Jamais la planète n’a compté autant de personnes centenaires qu’aujourd’hui ; d’ici 2050, on estime que près d’un demi-milliard d’êtres humains auront dépassé les 80 ans. Si l’un des facteurs principaux à l’origine de l’augmentation de l’espérance de vie fut évidemment les énormes progrès accomplis par la médecine des années 1940 aux années 1980, les changements dans notre alimentation ont également contribué à cette dynamique. On peut remarquer qu’un discours dominant s’est développé au début des années 1990 : les régimes végétariens seraient meilleurs pour la santé et manger trop de viande menacerait notre espérance de vie en bonne santé.
Toutefois, une nouvelle étude publiée au mois de février dans la revue The American Journal of Clinical Nutrition, portant sur plus de 5 000 octogénaires chinois, vient pourtant de démontrer que les recommandations nutritionnelles qui font autorité depuis trente ans ont été bâties sur des populations qui, pour la plupart, n’avaient pas encore 70 ans.
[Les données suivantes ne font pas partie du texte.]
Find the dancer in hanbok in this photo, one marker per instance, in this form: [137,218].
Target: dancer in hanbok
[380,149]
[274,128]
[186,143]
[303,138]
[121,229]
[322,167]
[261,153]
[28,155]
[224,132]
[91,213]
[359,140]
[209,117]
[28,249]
Les apôtres du tout-végétal ont, sans le savoir, érigé leur dogme sur des données qui excluaient ces personnes, alors que leur organisme n’a plus rien à voir avec celui d’un quadragénaire.
Le régime des centenaires chinoises qui va déplaire aux végans
La cohorte étudiée est composée de personnes âgées de 80 ans et plus, issues de la Chinese Longitudinal Healthy Longevity Survey, l’une des bases de données les plus solides au monde, suivant depuis 1998 l’évolution de milliers de centenaires et de nonagénaires. Premier constat qui ressort de cette étude : chez les femmes, les mangeuses de viande avaient davantage de chances d’atteindre les 100 ans que les végétariennes. En revanche, chez les hommes, aucune association n’a été relevée.
Avant de brandir cette étude comme une victoire du bon vieux steak sur le tofu, il faut lire les données jusqu’au bout. L’effet observé ne concerne pas toutes les végétariennes : il est principalement concentré chez les femmes en insuffisance pondérale. Dans ce sous-groupe, les résultats montrent que la consommation quotidienne de viande est corrélée à une hausse de 44 % de la probabilité de franchir le cap des 100 ans. Une corrélation qui disparaît dès lors que l’IMC des participantes est dans les normes ou plus élevé.
Les auteurs ne cherchaient pas spécifiquement à démontrer une quelconque supériorité intrinsèque de la viande sur le reste des aliments, mais à mesurer l’adéquation nutritionnelle chez les seniors. Soit la capacité d’un régime à fournir, dans un volume alimentaire de plus en plus réduit par la perte d’appétit, l’intégralité des nutriments indispensables au maintien des fonctions vitales. C’est ce qu’expliquent les auteurs : « Nos conclusions mettent en évidence l’importance d’un régime équilibré composé d’aliments d’origine tant animale que végétale pour favoriser un vieillissement sain ».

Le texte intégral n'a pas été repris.